CreateDigitalHumanAgentInstance

POST

https://aigc-aiagent-api.zegotech.cn/

With this interface, you can create a digital human agent instance and join the agent instance into a voice (RTC) conversation. 📌 Note: If the RTC room is not occupied by a real user after 120 seconds, the agent instance will be automatically destroyed, and the Event will be AgentInstanceDeleted callback, and the Data.Code will be 1202.

Request

Query Parameters

Action stringrequired

Possible values: [CreateDigitalHumanAgentInstance]

Interface prototype parameters

https://aigc-aiagent-api.zegotech.cn?Action=CreateDigitalHumanAgentInstance

AppId uint32required

The unique Application ID assigned to your project by ZEGOCLOUD. Get it from the ZEGOCLOUD Admin Console.

SignatureNonce stringrequired

Random string.

Timestamp int64required

Unix timestamp, in seconds.

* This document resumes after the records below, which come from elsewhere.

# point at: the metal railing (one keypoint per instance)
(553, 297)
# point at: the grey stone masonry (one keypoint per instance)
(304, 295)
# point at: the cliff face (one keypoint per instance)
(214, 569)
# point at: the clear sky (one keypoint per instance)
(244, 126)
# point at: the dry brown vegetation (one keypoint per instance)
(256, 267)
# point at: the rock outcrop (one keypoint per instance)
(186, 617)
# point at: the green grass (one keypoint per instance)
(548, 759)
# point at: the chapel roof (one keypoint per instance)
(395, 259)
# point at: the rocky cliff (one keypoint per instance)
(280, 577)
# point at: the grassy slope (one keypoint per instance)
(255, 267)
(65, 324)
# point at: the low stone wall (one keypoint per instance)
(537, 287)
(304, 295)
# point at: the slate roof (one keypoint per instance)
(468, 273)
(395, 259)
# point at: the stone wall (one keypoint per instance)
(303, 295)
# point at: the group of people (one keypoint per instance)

The maximum allowed error is 10 minutes.

Signature stringrequired

Signature, used to verify the legitimacy of the request. Refer to Signing the requests for how to generate an API request signature.

SignatureVersion stringrequired

Possible values: [2.0]

Signature version number, default value is 2.0.

application/json

Body

required

AgentId stringrequired

The unique identifier of the registered AI agent.

UserId stringrequired

Possible values: <= 32 characters

The real user ID used to log in to the RTC room. Only numbers, English characters, '-', and '_' are supported.

RTC objectrequired

RTC related information

📌 Important Note

All attribute character restrictions: only numbers, English characters, '_', '-', and '.' are supported.

RoomId stringrequired

Possible values: <= 128 characters

RTC room ID.

AgentStreamId stringrequired

Possible values: <= 128 characters

The stream ID used by the AI agent instance for streaming.

📌 Important Note

Ensure that multiple AI agent instances (even if they are not in the same RTC room) use different stream IDs, otherwise the streaming of the later created AI agent instance will fail.

AgentUserId stringrequired

Possible values: <= 32 characters

The user ID of the AI agent instance.

📌 Important Note

Ensure that multiple AI agent instances (even if they are not in the same RTC room) use different user IDs, otherwise the earlier created AI agent instance will be kicked out of the RTC room.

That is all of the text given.